ABSTRACT

The aim of this paper is to introduce the notion of operational safety, i.e, the influence of the action of man on the safety of a system. Explicitly or not, this action must be taken into account when designing a structure. For a given operation, man has :

  • to decide whether or not to attempt carrying out, as a result of his judgment of the environmental conditions, and

  • if his decision is to go ahead, to perform it.

The decision and the eventual performance of the operation constitute the action of man, modifying the environmental loads. Both the decision and the performance of the operation involve errors, with respect to the conditions taken for design. These errors combine with the error inherent in any design analysis, due to calculation of environmental forces and modelization of the structure, to form the error in demand. Quality of materials, building, and maintenance also deviate from the-design standards, resulting in an error in capability. The design safety factor, giving an excess of design capability over design demand; must be such that safety is achieved, i.e. that, in operation, capability remains larger than demand, in spite of the influence of all the above mentioned errors, to an acceptably high probability. To carry out illustrative calculations, on a number of systems for marine work, Gaussian distributions are taken for the errors in the factors affecting capability and demand. These calculations show the influence of the various safety parameters on the number of safe operations allowed by the design.

INTRODUCTION

The problem of safety of units for work at sea, and more particularly of offshore units, is given more and more attention. Oil companies, operators, governments, and regulatory bodies strive to obtain a high degree of safety of these units, but, at the same time, owners (oil companies or operators) must make sure that this search for safety does not result in an uneconomical over-design of the units. To achieve both goals, an assessment of safety must be made, i.e the probabilistic distributions of capability and demand must be found, for each constitutive element of the structure, the failure of which is considered unacceptable.

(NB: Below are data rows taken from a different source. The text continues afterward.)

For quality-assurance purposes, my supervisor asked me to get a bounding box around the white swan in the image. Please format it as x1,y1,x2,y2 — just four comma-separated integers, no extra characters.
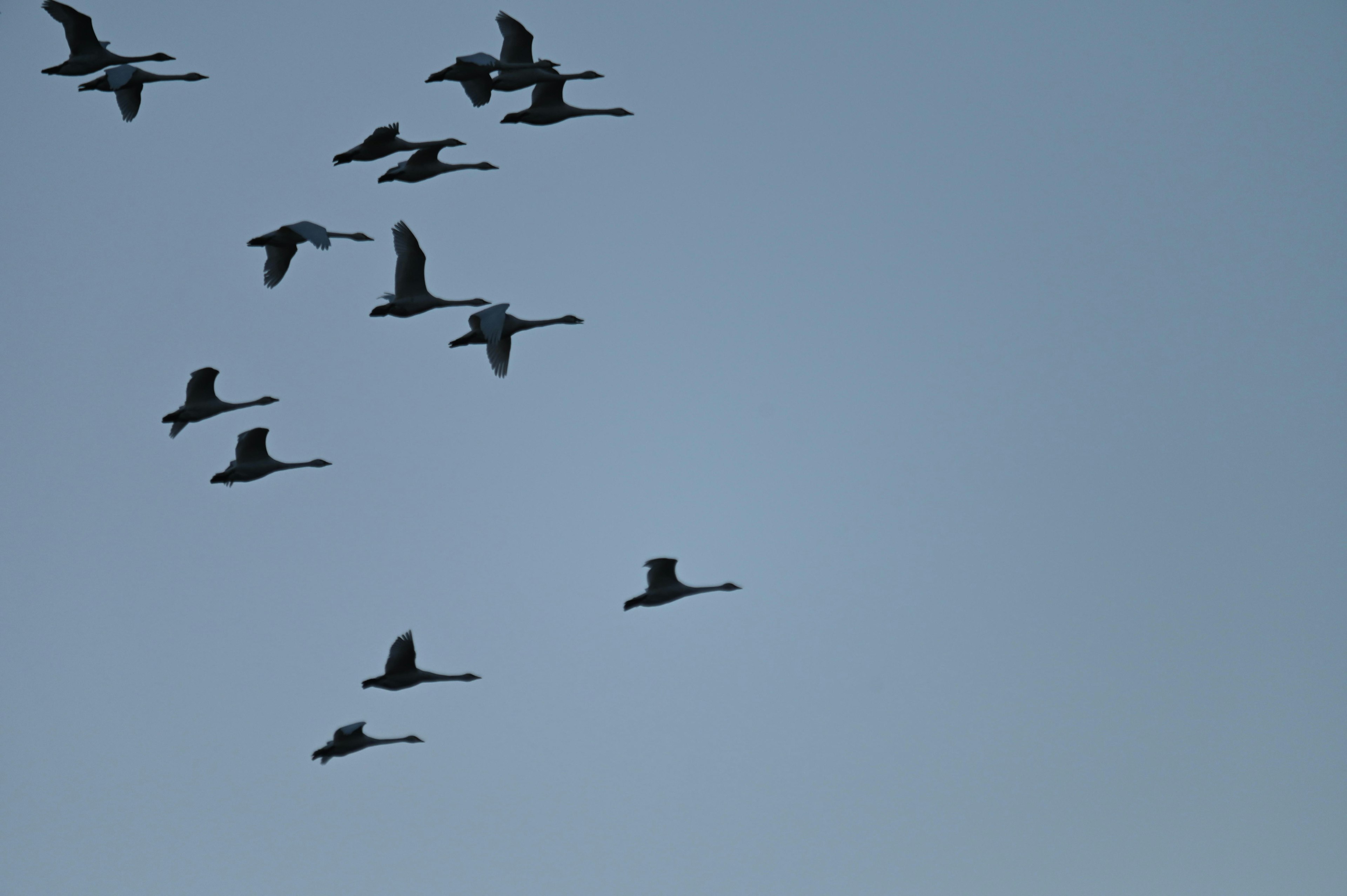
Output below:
42,0,173,76
80,65,206,121
360,631,481,691
313,722,425,765
210,426,331,485
333,121,467,164
622,557,742,610
248,221,375,290
449,302,585,376
163,366,280,439
369,221,490,318
378,147,496,183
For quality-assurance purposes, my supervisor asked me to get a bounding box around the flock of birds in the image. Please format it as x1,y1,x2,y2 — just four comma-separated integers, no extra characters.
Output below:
42,0,739,765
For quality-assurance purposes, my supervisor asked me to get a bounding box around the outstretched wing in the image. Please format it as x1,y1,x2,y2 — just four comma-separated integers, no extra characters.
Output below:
496,12,534,62
42,0,102,56
645,557,680,592
187,366,220,404
234,426,271,464
393,220,427,296
261,243,299,290
384,631,416,675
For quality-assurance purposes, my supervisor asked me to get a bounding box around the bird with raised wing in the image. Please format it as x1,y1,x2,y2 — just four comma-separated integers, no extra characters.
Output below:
248,221,375,290
360,631,481,691
80,65,206,121
210,426,331,486
163,366,280,439
333,121,467,164
42,0,174,75
449,302,585,376
369,221,490,318
622,557,742,610
313,722,425,765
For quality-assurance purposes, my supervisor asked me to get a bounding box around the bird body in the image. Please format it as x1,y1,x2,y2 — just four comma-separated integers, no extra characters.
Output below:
210,426,331,485
360,631,481,691
449,302,585,377
163,366,280,438
622,557,742,610
313,722,425,765
42,0,173,75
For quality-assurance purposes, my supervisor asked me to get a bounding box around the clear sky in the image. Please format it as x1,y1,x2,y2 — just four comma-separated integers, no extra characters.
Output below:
0,0,1347,896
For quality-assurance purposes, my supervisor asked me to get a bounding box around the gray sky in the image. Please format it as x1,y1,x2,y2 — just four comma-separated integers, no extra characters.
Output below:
0,0,1347,896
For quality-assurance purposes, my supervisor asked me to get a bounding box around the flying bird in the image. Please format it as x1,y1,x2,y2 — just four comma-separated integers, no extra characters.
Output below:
449,302,585,376
42,0,173,75
248,221,375,290
369,221,490,318
360,631,481,691
333,121,467,164
210,426,331,486
80,65,206,121
622,557,742,610
163,366,280,439
313,722,425,765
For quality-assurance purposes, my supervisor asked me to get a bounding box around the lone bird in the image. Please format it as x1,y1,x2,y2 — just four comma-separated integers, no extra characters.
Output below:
313,722,425,765
622,557,742,610
248,221,375,290
80,65,206,121
163,366,280,439
333,121,467,164
210,426,331,486
369,221,490,318
449,302,585,376
42,0,174,75
360,631,481,691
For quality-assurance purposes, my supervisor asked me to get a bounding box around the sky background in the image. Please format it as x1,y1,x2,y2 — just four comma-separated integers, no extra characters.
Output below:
0,0,1347,896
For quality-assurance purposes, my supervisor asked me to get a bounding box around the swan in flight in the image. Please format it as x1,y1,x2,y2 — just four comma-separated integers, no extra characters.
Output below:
378,147,496,183
449,302,585,376
313,722,425,765
80,65,206,121
333,121,467,164
163,366,280,439
210,426,331,485
42,0,174,76
248,221,375,290
622,557,742,610
501,80,633,124
369,221,490,318
360,632,481,691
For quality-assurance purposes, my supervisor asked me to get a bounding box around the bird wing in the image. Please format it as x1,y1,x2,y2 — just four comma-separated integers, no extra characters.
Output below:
496,12,534,62
261,243,299,288
384,631,416,675
393,220,425,296
187,366,220,404
286,221,333,251
42,0,102,56
234,426,271,464
645,557,680,590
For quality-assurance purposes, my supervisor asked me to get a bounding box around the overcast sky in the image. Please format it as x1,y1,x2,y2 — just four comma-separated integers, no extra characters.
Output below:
0,0,1347,896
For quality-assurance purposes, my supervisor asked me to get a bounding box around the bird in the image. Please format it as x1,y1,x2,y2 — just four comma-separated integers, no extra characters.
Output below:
501,80,635,124
248,221,375,290
333,121,467,164
449,302,585,377
622,557,744,610
210,426,331,486
80,65,206,121
360,631,481,691
42,0,174,75
313,722,425,765
163,366,280,439
369,221,490,318
378,147,496,183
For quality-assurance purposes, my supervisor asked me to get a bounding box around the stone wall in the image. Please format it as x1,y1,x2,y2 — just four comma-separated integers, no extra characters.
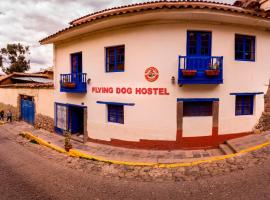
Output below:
0,103,20,121
254,85,270,133
34,114,54,132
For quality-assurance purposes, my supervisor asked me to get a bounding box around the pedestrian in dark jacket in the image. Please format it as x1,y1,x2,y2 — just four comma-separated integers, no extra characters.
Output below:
0,110,5,120
7,110,12,122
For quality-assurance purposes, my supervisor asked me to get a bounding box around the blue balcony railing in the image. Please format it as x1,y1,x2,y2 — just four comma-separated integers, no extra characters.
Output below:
178,56,223,85
60,73,87,93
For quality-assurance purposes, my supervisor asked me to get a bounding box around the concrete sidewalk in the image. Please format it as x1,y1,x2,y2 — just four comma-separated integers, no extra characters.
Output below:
0,122,270,163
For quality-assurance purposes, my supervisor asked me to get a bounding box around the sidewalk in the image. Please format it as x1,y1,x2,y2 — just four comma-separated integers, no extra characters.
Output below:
0,122,270,163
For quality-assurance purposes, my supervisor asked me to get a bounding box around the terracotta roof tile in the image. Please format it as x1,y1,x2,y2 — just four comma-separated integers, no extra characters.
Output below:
40,0,269,43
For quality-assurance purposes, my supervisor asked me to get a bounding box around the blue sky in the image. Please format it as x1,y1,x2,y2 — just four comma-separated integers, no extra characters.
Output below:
0,0,234,71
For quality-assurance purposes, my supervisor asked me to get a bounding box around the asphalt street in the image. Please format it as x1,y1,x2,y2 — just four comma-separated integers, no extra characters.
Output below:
0,129,270,200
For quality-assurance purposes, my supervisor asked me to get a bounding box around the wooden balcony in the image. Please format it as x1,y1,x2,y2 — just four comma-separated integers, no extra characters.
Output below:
178,56,223,85
60,73,87,93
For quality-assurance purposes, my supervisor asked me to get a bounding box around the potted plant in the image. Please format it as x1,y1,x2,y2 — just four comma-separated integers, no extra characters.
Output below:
182,69,197,77
63,82,76,88
62,77,76,88
64,131,72,152
205,62,219,76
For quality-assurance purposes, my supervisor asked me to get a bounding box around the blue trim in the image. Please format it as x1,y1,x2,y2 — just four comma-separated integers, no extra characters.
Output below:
105,45,125,72
234,34,256,62
230,92,263,96
177,98,219,102
97,101,135,106
60,73,87,93
235,95,255,116
107,104,124,124
186,30,212,56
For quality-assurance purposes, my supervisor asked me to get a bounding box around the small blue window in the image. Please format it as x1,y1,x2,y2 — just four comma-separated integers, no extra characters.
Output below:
107,104,124,124
70,52,82,73
235,34,255,61
106,45,125,72
235,95,254,115
183,101,213,117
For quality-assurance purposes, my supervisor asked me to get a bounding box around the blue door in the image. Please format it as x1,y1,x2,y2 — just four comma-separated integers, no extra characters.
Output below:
68,106,84,134
71,52,82,83
187,31,212,70
21,99,35,124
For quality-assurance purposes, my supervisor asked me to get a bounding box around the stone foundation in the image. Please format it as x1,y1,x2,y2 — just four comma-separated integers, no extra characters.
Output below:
254,85,270,133
34,114,54,132
0,103,20,121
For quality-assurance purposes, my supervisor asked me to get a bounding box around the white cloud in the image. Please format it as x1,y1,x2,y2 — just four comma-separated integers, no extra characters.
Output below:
0,0,233,71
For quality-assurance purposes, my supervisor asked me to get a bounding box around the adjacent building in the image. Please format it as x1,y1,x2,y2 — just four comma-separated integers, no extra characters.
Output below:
41,1,270,149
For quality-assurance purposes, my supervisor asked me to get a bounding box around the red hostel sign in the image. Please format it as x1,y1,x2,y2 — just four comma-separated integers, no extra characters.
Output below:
92,87,170,95
144,67,159,82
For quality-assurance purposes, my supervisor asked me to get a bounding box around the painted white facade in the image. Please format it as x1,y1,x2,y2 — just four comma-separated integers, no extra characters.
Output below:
0,88,54,118
41,4,270,148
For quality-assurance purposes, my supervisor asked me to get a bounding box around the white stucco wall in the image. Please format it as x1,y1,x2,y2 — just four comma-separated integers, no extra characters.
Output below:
54,18,270,141
0,88,54,118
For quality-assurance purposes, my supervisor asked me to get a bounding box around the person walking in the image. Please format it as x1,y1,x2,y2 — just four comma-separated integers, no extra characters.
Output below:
0,110,5,121
7,110,12,122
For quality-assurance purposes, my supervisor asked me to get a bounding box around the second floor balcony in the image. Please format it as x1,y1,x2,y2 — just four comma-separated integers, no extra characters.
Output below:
178,56,223,85
60,73,87,93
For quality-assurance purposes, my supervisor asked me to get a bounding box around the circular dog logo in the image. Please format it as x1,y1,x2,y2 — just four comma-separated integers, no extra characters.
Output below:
144,67,159,82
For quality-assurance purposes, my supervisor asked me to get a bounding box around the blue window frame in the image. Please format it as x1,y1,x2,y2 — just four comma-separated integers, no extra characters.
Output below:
106,45,125,72
235,95,254,115
187,31,212,69
70,52,82,74
107,104,124,124
187,31,212,56
235,34,255,61
183,101,213,117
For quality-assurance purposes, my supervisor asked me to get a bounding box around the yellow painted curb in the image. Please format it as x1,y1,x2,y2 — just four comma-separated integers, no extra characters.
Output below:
21,132,270,168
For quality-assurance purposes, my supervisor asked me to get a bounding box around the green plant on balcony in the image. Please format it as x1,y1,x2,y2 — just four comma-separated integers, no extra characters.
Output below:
62,77,76,88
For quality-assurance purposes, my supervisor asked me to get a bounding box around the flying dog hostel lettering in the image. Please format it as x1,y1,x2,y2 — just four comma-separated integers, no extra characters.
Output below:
92,87,170,95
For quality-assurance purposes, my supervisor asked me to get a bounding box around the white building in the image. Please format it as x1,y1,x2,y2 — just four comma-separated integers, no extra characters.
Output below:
41,1,270,149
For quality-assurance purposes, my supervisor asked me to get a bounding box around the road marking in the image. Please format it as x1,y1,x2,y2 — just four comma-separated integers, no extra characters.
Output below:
20,132,270,168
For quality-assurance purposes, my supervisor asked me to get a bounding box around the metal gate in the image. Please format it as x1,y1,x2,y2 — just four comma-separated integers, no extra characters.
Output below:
21,99,35,124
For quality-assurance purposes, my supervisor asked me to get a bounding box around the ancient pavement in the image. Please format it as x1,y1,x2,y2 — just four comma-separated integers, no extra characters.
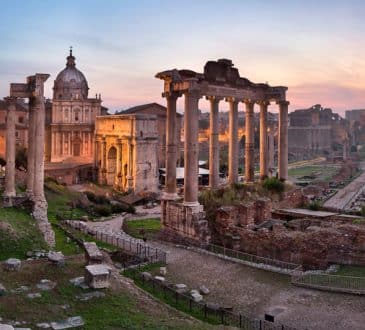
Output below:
82,211,365,330
323,162,365,210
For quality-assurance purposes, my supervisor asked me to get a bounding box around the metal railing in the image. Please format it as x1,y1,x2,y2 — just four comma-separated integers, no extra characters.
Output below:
291,272,365,294
128,268,295,330
205,244,299,271
65,221,166,263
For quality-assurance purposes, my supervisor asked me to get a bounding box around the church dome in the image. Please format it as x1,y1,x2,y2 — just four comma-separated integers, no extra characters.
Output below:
53,49,89,100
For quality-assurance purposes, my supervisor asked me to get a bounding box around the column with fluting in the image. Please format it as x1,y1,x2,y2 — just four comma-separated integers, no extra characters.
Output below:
4,97,16,206
226,97,238,184
244,100,255,182
206,96,222,189
163,92,180,200
277,101,289,181
258,101,270,180
184,90,200,206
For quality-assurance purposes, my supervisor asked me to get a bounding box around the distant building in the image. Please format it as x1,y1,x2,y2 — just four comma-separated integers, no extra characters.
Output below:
288,104,349,159
117,103,183,167
0,99,28,158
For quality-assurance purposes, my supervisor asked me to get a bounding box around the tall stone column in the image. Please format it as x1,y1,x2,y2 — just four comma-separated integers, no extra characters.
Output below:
277,101,289,181
163,92,180,200
26,102,36,200
184,90,200,206
206,96,222,189
226,97,238,184
258,101,270,180
4,97,17,207
245,100,255,182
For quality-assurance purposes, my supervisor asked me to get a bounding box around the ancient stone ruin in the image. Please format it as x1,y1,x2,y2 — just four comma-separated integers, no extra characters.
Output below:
4,73,55,247
156,59,289,243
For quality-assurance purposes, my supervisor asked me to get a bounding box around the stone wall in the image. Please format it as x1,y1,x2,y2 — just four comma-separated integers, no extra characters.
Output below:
161,200,210,245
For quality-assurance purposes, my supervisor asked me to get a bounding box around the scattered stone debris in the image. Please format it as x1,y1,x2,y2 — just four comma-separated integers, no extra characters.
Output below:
141,272,152,280
70,276,89,289
27,292,42,299
85,264,110,289
11,285,29,293
155,276,166,282
47,251,65,266
76,291,105,301
51,316,85,330
174,283,189,293
199,285,210,295
160,267,167,276
36,279,57,291
0,283,7,296
4,258,22,271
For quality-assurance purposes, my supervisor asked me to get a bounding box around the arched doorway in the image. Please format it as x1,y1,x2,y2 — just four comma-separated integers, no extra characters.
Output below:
106,147,117,186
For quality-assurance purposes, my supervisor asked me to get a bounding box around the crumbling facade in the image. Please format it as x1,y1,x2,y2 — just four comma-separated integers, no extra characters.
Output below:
94,115,158,193
156,59,289,243
4,73,55,246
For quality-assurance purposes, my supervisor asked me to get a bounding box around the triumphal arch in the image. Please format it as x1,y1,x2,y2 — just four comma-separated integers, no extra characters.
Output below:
156,59,289,242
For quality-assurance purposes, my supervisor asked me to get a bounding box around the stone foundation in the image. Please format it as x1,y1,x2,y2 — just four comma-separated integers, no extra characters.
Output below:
161,200,210,245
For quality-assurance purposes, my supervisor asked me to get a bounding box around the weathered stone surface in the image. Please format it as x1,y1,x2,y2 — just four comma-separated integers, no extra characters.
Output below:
51,316,85,330
76,291,105,301
155,276,166,282
174,283,189,293
0,283,7,297
4,258,22,271
160,267,167,276
199,285,210,295
85,264,110,289
36,279,57,291
27,292,42,299
47,251,65,266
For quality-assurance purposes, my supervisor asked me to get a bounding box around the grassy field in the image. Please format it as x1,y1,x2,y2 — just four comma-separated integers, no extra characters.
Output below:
0,257,209,330
288,164,339,181
124,218,162,238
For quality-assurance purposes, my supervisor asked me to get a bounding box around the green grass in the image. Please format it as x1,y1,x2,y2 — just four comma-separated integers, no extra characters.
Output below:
0,257,209,330
124,218,162,238
334,265,365,277
0,208,48,260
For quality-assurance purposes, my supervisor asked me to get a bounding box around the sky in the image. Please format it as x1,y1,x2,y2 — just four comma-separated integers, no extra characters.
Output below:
0,0,365,114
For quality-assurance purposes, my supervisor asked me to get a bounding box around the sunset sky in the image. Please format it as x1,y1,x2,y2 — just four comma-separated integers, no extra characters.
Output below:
0,0,365,113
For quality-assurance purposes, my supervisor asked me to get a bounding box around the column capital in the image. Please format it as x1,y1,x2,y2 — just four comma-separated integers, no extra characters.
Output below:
205,95,223,102
256,100,270,106
242,99,255,106
4,96,18,105
226,96,242,103
276,100,290,105
162,91,182,99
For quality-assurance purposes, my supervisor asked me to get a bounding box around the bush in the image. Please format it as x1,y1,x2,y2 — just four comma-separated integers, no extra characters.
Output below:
94,205,112,217
262,177,285,193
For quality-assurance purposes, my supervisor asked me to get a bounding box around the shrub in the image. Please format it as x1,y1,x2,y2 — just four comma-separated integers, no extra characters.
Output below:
262,177,285,193
94,205,112,217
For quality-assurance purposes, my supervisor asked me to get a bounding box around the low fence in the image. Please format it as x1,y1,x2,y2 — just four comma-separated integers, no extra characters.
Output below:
206,244,299,274
128,269,295,330
65,221,166,263
291,271,365,295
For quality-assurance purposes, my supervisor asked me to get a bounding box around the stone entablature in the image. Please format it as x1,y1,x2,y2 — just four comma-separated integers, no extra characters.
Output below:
94,115,158,193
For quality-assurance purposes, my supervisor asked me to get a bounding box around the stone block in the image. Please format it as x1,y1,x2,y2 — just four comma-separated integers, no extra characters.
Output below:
199,285,210,295
85,264,110,289
47,251,65,266
4,258,22,271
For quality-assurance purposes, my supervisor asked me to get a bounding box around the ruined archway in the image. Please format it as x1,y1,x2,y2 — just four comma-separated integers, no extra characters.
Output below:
106,147,117,185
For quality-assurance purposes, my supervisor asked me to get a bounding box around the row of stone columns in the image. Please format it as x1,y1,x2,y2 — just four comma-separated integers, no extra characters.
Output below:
163,90,289,206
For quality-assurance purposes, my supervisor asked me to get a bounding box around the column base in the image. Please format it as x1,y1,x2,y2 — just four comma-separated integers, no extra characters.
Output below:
161,191,180,201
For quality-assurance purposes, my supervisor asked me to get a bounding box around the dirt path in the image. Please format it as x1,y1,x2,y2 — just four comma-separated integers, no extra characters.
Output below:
148,242,365,330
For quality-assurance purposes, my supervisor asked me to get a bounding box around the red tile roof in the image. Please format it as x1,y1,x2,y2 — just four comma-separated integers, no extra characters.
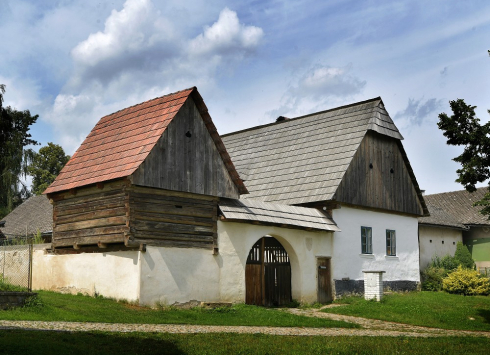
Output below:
44,87,247,194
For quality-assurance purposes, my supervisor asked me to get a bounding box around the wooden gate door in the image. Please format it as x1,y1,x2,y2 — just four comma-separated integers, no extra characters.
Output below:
317,258,332,303
245,237,291,307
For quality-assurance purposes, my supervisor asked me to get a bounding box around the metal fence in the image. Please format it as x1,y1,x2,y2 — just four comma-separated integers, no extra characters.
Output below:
0,238,33,292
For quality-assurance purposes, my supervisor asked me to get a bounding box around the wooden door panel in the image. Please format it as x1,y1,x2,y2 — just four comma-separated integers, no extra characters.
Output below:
317,258,332,303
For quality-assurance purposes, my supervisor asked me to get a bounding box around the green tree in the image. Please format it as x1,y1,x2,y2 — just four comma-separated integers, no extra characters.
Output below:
0,85,38,218
437,99,490,219
27,143,70,195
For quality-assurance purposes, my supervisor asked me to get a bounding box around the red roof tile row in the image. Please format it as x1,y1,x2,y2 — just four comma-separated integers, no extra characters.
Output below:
44,88,247,194
44,88,195,193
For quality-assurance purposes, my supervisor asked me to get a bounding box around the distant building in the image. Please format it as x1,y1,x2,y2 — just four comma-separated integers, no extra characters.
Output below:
419,187,490,269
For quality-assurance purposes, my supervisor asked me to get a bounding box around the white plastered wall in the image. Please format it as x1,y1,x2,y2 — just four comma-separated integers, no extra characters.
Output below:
217,221,332,303
32,248,140,301
419,225,463,270
140,246,220,306
332,206,420,282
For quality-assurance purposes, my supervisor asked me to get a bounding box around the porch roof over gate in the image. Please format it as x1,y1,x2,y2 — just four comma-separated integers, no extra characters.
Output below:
219,199,340,232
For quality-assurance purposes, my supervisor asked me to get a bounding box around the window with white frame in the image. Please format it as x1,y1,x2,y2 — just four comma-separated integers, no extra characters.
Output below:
386,229,396,256
361,227,373,254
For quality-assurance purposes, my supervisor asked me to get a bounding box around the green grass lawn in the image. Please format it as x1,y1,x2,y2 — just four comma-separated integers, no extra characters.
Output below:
0,330,490,355
0,291,358,328
324,291,490,331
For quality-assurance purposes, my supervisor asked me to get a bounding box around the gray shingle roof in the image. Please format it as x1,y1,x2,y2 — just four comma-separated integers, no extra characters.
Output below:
419,187,490,227
0,195,53,237
219,199,340,232
222,97,403,204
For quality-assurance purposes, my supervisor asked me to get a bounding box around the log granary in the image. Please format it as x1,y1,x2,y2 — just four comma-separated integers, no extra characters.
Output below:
45,87,247,253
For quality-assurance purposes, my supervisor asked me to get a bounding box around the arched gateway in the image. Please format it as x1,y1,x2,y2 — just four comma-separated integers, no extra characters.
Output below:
245,237,291,307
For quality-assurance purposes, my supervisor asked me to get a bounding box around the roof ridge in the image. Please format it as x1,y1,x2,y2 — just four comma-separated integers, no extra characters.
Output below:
425,186,488,196
98,86,197,122
221,96,383,137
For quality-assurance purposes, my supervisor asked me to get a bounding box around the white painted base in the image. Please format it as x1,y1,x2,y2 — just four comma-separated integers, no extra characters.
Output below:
332,206,420,288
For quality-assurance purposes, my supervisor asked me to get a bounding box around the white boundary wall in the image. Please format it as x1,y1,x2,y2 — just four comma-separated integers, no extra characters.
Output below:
216,221,333,303
140,246,220,306
32,244,141,301
332,206,420,282
419,225,463,270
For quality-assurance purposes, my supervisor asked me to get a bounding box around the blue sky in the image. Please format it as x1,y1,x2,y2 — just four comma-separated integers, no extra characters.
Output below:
0,0,490,193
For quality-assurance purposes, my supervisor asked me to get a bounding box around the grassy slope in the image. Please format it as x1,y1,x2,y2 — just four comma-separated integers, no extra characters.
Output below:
0,291,356,328
325,292,490,331
0,330,490,355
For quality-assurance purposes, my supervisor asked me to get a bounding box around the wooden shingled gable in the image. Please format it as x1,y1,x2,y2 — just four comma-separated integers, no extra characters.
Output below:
44,87,247,194
222,97,426,215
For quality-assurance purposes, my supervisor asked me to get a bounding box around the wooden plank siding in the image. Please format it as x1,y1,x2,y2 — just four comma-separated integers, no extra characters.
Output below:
128,186,218,249
334,131,424,216
51,180,218,249
49,180,129,248
132,98,239,198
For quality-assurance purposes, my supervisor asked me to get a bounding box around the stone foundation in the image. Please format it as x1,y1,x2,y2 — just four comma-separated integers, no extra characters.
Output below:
334,280,419,298
0,292,37,309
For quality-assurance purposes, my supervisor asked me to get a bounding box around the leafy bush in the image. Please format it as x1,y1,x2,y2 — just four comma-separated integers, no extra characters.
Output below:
422,266,447,291
442,265,490,296
454,242,475,269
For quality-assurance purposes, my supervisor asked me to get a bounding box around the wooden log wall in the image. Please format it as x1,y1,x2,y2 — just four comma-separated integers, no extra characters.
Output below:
335,132,424,216
49,180,129,249
128,185,218,249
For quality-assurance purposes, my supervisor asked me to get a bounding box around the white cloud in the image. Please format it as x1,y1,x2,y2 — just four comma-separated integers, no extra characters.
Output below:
393,98,442,128
46,0,263,152
267,64,366,118
292,64,366,99
189,8,264,56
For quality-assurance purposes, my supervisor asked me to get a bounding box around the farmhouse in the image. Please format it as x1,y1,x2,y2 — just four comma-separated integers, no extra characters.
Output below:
33,88,428,305
419,187,490,272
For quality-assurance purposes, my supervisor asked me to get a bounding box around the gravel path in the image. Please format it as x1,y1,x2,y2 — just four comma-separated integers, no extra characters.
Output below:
0,309,490,338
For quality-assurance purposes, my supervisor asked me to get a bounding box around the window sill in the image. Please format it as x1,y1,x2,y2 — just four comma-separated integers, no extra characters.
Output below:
359,253,374,259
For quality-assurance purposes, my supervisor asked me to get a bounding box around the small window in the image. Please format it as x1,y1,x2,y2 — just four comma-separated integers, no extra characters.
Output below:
386,229,396,256
361,227,373,254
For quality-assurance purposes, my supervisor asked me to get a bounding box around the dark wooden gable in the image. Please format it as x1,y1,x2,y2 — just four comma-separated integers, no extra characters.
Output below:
131,97,239,198
334,131,426,216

At design, both demand and capability are evaluated and the design is based on a safety factor, or a set of safety factors, leaving some margin of design capability over design demand. In operation, demand and capability deviate from their design value. Safety in operations is achieved when the influence of these deviations does not absorb the margin of safety at design. The assessment of safety consists in finding out whether or not the design safety factor is insufficient or more than sufficient to ensure safety for an acceptably large number of operations.

Design demand results from an analysis of the motional and/or structural behaviour of the unit, in a given set of environmental conditions.